Schröder "surpassed expectations," said an article in the March 15 Financial Times, "by slashing the duration of benefits for the unemployed" from today’s maximum of 32 months to no more than 12–18 months.

The package also included the threats of cuts to government spending on social welfare, health care, and retirement pensions. In his previous term in office, Schröder had already carried out a round of pension cuts.

Union officials immediately rejected the proposals. Frank Bsirske, the head of the Verdi union, said that the coalition government’s policies were "shifting wealth from bottom to top." The union, Germany’s largest, represents more than 3 million public employees and other workers in the service industry--from transportation workers to kindergarten teachers--tens of thousands of whom struck for higher wages last year. The strike coincided with rolling actions by hundreds of thousands of construction workers.

"What was presented in social and labor market policy today was not socially well balanced," said Michael Sommer, the head of the German Federation of Unions.

For their part, a number of spokespeople for the capitalist class said the proposals did not go far enough. Hans-Olaf Henkel, the vice president of the German Federation of Industry, for example, compared it to a "drop of water on a hot stone."

The Investor’s Business Daily editors complained that Schröder had "watered down plans to ease firing rules under union pressure and steered clear of a frontal attack on the industry-wide system of setting wages."

Last year Schröder proposed a raft of tax increases, after the government admitted that its budget for 2003 would have to be revised downward by $13.6 billion. The chancellor blamed spending on unemployment and social security, along with lower than expected tax revenues. The changes, which included a 15 percent capital gains tax, were thrown out by the parliament.  
 
German and French budget deficits
For the second year in a row, the governments of both Germany and France are expected to record budget deficits that exceed the 3 percent limit established as a rule for membership in the European monetary union. It was Berlin and Paris that had browbeaten weaker states in the EU to cut social programs and make other changes to meet this limit before the onset of the euro.

A European Commission official announced March 20 that the current U.S.-led assault on Iraq might provide the two dominant continental powers with a way out.

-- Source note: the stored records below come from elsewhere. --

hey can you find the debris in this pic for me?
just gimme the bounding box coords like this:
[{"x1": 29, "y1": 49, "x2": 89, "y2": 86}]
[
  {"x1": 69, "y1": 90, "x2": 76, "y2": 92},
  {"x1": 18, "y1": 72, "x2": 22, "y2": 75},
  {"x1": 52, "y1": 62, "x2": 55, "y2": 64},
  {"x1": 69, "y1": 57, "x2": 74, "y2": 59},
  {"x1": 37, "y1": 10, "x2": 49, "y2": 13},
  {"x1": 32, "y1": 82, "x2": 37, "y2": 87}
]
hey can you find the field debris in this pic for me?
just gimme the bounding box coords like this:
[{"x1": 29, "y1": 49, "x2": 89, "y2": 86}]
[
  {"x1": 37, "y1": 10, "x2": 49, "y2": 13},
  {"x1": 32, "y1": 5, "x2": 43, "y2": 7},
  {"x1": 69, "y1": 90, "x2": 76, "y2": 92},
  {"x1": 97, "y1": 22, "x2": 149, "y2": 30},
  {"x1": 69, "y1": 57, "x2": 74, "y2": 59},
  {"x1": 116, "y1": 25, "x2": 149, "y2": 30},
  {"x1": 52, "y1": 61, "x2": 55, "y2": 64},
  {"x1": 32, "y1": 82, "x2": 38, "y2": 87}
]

EU monetary affairs commissioner Pedro Solbes said that if Paris and Berlin help finance the occupation regime that would follow a successful war of conquest, they could invoke a commission rule that would allow them to exceed the limit on the grounds of "exceptional circumstances."

"Even Germany will probably help finance the rebuilding after the war, so they could invoke this clause," said economist Hans-Werner Sinn. While Berlin joined Paris in opposing the current Anglo-American assault on Iraq, it has reaffirmed that U.S. warplanes can use German skies. Furthermore, on the eve of war the government expelled four Iraqi diplomats.

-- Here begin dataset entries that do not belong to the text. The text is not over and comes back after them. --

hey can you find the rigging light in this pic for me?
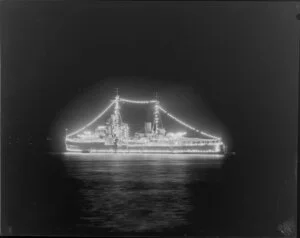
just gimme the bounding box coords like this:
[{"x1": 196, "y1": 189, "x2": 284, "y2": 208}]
[
  {"x1": 158, "y1": 106, "x2": 221, "y2": 140},
  {"x1": 200, "y1": 132, "x2": 221, "y2": 140},
  {"x1": 120, "y1": 98, "x2": 157, "y2": 104}
]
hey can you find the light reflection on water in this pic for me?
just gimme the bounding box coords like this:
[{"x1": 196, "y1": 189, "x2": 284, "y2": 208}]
[{"x1": 62, "y1": 153, "x2": 224, "y2": 232}]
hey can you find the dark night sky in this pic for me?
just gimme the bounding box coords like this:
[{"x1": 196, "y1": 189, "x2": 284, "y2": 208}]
[{"x1": 1, "y1": 2, "x2": 298, "y2": 158}]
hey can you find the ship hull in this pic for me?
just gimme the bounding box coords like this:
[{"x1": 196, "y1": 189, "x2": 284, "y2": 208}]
[{"x1": 66, "y1": 141, "x2": 224, "y2": 154}]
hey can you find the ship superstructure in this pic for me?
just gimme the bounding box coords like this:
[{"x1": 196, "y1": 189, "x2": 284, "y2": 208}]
[{"x1": 65, "y1": 93, "x2": 226, "y2": 154}]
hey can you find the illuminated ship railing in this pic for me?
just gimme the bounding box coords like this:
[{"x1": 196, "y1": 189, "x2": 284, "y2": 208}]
[
  {"x1": 124, "y1": 143, "x2": 221, "y2": 147},
  {"x1": 66, "y1": 147, "x2": 221, "y2": 154},
  {"x1": 66, "y1": 138, "x2": 105, "y2": 143},
  {"x1": 66, "y1": 138, "x2": 222, "y2": 147}
]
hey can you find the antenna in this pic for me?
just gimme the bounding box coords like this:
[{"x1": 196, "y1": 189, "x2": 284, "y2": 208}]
[
  {"x1": 114, "y1": 88, "x2": 119, "y2": 97},
  {"x1": 154, "y1": 91, "x2": 159, "y2": 102}
]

Schröder rebuffed calls by the opposition parties to vote on his decision to keep German troops in Kuwait--specially trained in the detection of nuclear and chemical contamination--and to allow troops to join NATO reconnaissance flights over Turkey.  
 
‘Time is short’
The March 17 Financial Times sounded a note of alarm in expressing sympathy with the German ruling class’s financial plight, and support for Schröder’s proposed attacks on the social wage and worker’s rights.

"The German economy is in a dismal state," the paper observed. "Forecasts of economic growth this year are barely above zero, deflation is a real risk, and unemployment is at a five-year high."

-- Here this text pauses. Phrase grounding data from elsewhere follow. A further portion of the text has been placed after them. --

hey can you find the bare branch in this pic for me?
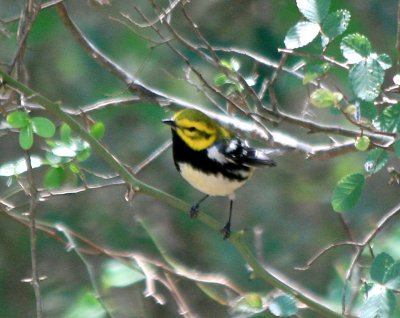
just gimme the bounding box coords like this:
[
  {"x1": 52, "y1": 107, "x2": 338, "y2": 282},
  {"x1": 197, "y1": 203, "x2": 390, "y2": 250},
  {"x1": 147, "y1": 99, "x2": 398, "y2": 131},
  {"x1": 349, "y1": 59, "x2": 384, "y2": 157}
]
[{"x1": 24, "y1": 151, "x2": 42, "y2": 318}]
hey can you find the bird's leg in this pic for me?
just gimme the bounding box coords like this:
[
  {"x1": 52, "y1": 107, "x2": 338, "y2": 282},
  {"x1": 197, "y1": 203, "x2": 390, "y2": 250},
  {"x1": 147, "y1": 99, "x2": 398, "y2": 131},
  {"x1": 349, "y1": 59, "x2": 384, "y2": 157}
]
[
  {"x1": 190, "y1": 194, "x2": 209, "y2": 218},
  {"x1": 221, "y1": 199, "x2": 233, "y2": 239}
]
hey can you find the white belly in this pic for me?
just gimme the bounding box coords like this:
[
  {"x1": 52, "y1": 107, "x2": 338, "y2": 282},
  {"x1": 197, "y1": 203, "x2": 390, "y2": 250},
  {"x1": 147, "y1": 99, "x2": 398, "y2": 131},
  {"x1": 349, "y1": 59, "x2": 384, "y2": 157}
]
[{"x1": 179, "y1": 163, "x2": 247, "y2": 196}]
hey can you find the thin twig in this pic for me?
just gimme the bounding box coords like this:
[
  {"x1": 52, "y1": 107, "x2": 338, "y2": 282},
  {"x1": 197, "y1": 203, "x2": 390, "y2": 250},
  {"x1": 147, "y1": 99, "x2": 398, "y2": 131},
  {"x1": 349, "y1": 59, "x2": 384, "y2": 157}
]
[
  {"x1": 164, "y1": 272, "x2": 196, "y2": 318},
  {"x1": 342, "y1": 201, "x2": 400, "y2": 314},
  {"x1": 24, "y1": 151, "x2": 42, "y2": 318},
  {"x1": 56, "y1": 224, "x2": 114, "y2": 318},
  {"x1": 295, "y1": 242, "x2": 363, "y2": 271},
  {"x1": 278, "y1": 48, "x2": 349, "y2": 70}
]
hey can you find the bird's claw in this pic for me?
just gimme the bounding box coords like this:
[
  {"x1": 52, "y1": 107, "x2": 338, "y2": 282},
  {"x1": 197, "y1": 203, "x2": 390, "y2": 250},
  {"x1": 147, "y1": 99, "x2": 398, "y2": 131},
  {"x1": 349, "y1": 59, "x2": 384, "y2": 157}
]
[
  {"x1": 220, "y1": 222, "x2": 231, "y2": 240},
  {"x1": 190, "y1": 204, "x2": 200, "y2": 218}
]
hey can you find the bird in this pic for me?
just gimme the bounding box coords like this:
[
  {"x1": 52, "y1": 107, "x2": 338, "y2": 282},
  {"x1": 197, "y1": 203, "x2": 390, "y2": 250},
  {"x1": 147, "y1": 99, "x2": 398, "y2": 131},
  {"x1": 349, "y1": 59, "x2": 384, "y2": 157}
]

The European limit on the deficit, said the Times, is "inappropriate for the eurozone’s largest economy.... Against this backdrop, the package of reform measures announced by Chancellor Gerhard Schröder represents a modest effort to loosen Germany’s economic rigidities....

"Even if he prevails the measures will take time to make any difference. The DAX 30 [stock market] index has fallen by 53 percent over the past 15 months, a decline exceeded only by the Argentine bourse. Time is short."